LA MORTIFICAZIONE CRISTIANA

Parole di Desiré-Félicien-François-Joseph Mercier, vescovo cattolico e filosofo belga.

Oggetto della mortificazione cristiana.
La mortificazione cristiana ha per fine la neutralizzazione degli influssi maligni che il peccato originale esercita ancora sulle nostre anime, anche dopo che il battesimo ci ha rigenerati.
La nostra rigenerazione in Cristo, anche se annulla completamente il peccato che è in noi, ci lascia tuttavia molto distanti dalla rettitudine e dalla pace originali. Il concilio di Trento riconosce che la concupiscenza, ovvero la triplice brama della carne, degli occhi e dell’orgoglio, si fa sentire in noi anche dopo il battesimo, al fine di esercitarci alle gloriose lotte della vita cristiana. E’ questa triplice bramosia che la Scrittura chiama tanto il vecchio uomo, opposto all’uomo nuovo, che è Gesù vivo in noi e noi stessi vivi in Gesù, quanto la carne ovvero la natura decaduta, opposta allo spirito ovvero la natura rigenerata dalla grazia sovrannaturale. E’ questo vecchio uomo ovvero questa carne, cioè tutto l’uomo con la sua duplice vita morale e fisica, che bisogna, non dico annientare – perché è cosa impossibile nella vita presente – ma mortificare, cioè ridurre praticamente all’impotenza, all’inerzia e alla sterilità di un morto; bisogna impedirgli di fare il suo frutto, che è il peccato, e annullare la sua azione in tutta la nostra vita morale.

La mortificazione cristiana deve dunque abbracciare tutto l’uomo, estendersi a tutte le sfere di attività in cui la nostra natura è capace di insorgere.

Tale è l’oggetto della virtù della mortificazione: ne indicheremo ora la pratica, percorrendo successivamente le manifestazioni molteplici in cui si traduce nella nostra vita.
– L’attività organica, ovvero la vita corporale.

– L’attività sensibile, che si esercita sia sotto forma di conoscenza sensibile attraverso i sensi esteriori o anche l’immaginazione, sia sotto forma di appetito sensibile, ovvero passione.

– L’attività razionale e libera, principio dei nostri pensieri, dei nostri giudizi e delle determinazioni della nostra volontà.

– La manifestazione esteriore della vita della nostra anima, ovvero le nostra azioni esteriori.
– I nostri rapporti col prossimo.

Esercizio della mortificazione cristiana.

N.B. Tutte le pratiche di mortificazione da noi qui riunite sono tratte dagli esempi dei santi, specialmente di sant’Agostino, san Tommaso d’Aquino, santa Teresa, san Francesco di Sales, san Giovanni Berchmans, o raccomandate da maestri riconosciuti di vita spirituale, come il venerabile Luigi di Blois, Rodriguez, Scaramelli, Mons.

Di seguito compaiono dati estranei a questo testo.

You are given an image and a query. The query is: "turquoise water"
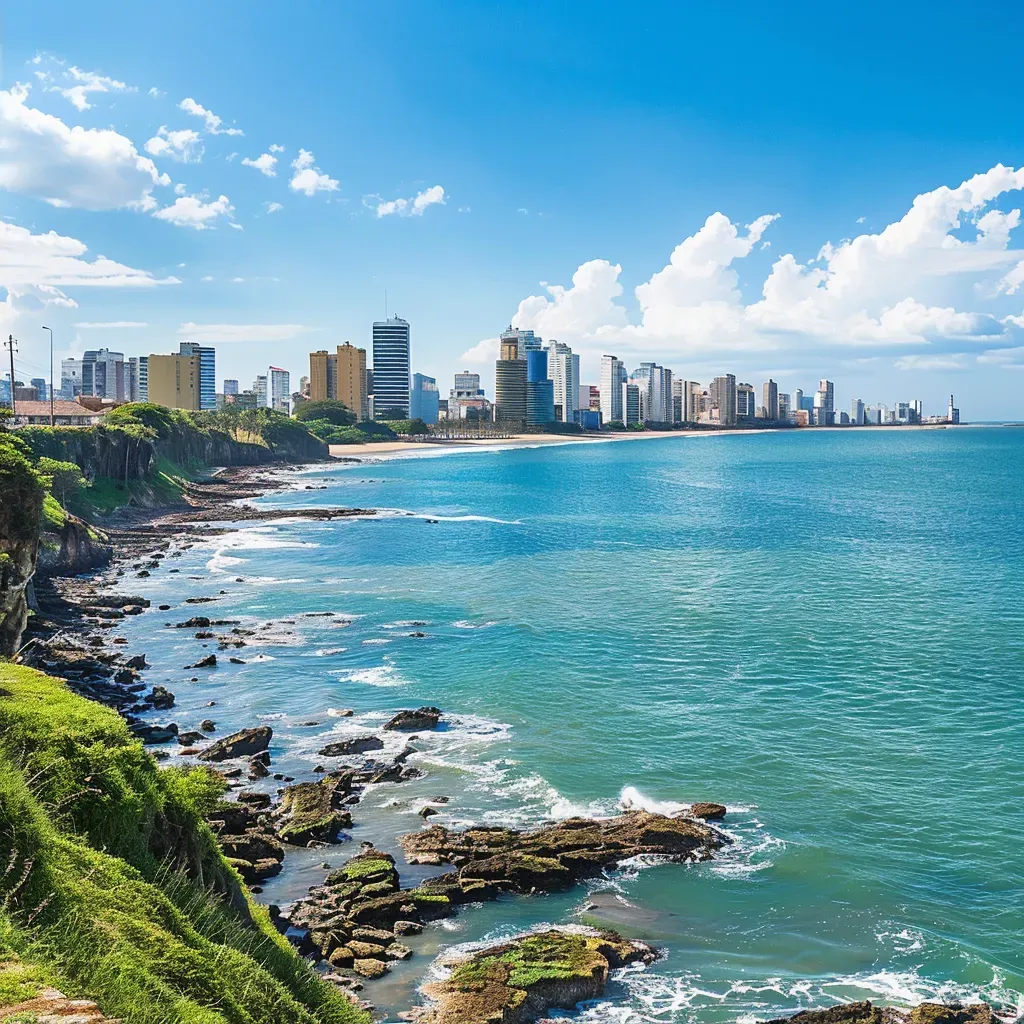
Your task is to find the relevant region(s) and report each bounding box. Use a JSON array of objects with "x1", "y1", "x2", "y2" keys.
[{"x1": 108, "y1": 429, "x2": 1024, "y2": 1022}]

Gay, don Allemand, don Hamon, don Dubois ecc.

Mortificazione del corpo.
1 – In fatto di alimentazione limitati, se possibile, al puro necessario. Medita queste parole che sant’Agostino rivolgeva a Dio: «Mi hai insegnato, o mio Dio, a non assumere gli alimenti che come rimedi. Oh! Signore, chi fra noi non supera talvolta questo limite? Se ce n’è uno, dichiaro che quest’uomo è grande e che deve grandemente glorificare il tuo nome» (Confessioni, libro X, cap. 31).

2 – Prega Dio spesso, prega Dio ogni giorno di impedire con la sua grazia che tu superi i limiti della necessità e ti lasci andare seguendo il piacere.

3 – Non mangiare niente tra i pasti, tranne in caso di necessità o di convenienza sociale.

4 – Pratica l’astinenza e il digiuno, ma praticalo soltanto sotto il vincolo dell’obbedienza e con discrezione.

5 – Non ti è vietato di gustare qualche soddisfazione corporea, ma fallo con intenzione pura e benedicendo Dio.

6 – Regola il tuo sonno, evitando ogni fiacchezza, ogni mollezza, specialmente al mattino. Fissati un’ora, se puoi, per andare a letto e per alzarti, e attienitici con energia.

7 – In generale, non riposarti che nella misura del necessario; dedicati generosamente al lavoro, non risparmiare in ciò la tua fatica. Guardati dall’estenuare il tuo corpo, ma anche dal blandirlo; come lo senti poco disposto a obbedire al padrone, così trattalo come uno schiavo.

8 – Se ti senti leggermente indisposto, evita di essere di peso agli altri a causa del tuo cattivo umore; lascia ai tuoi fratelli di compatirti; tu, sii paziente e muto come il divino Agnello, che portò tutte le nostre pene.

9 – Guardati dal fare del più piccolo disagio una ragione di dispensa o di deroga al tuo ordine del giorno. «Bisogna odiare come la peste qualsiasi dispensa in materia di regole», scriveva Giovanni Berchmans.

10 – Ricevi docilmente, sopporta con umiltà, pazienza, perseveranza la mortificazione dolorosa che si chiama malattia.

Mortificazione dei sensi, dell’immaginazione e delle passioni.
11 – Prima di tutto e sempre chiudi gli occhi di fronte a ogni spettacolo pericoloso, e anche, abbine il coraggio, a ogni spettacolo vano e inutile. Guardate senza vedere; non osservate nessuno per scorgerne la bellezza o la bruttezza.

12 -Tieni chiusi i tuoi orecchi alle lusinghe, alle lodi, alle seduzioni, ai cattivi consigli, alle maldicenze, agli scherzi offensivi, alle indiscrezioni, alla critica malevola, ai sospetti comunicati, a ogni parola che può causare fra due anime il minimo raffreddamento.

13 – Se il senso dell’olfatto ha da soffrire qualcosa a causa di certe infermità o malattie del prossimo, lungi da te di lamentartene: mettici una gioia santa.

14 – Per quel che riguarda la qualità degli alimenti, abbi un grande rispetto per il consiglio di Nostro Signore: «Mangiate quel che vi si serve». «Mangiate ciò che è buono senza compiacervene, ciò che è cattivo senza manifestare avversione, e mostratevi indifferenti all’uno e all’altro: ecco, dice san Francesco di Sales, la vera mortificazione».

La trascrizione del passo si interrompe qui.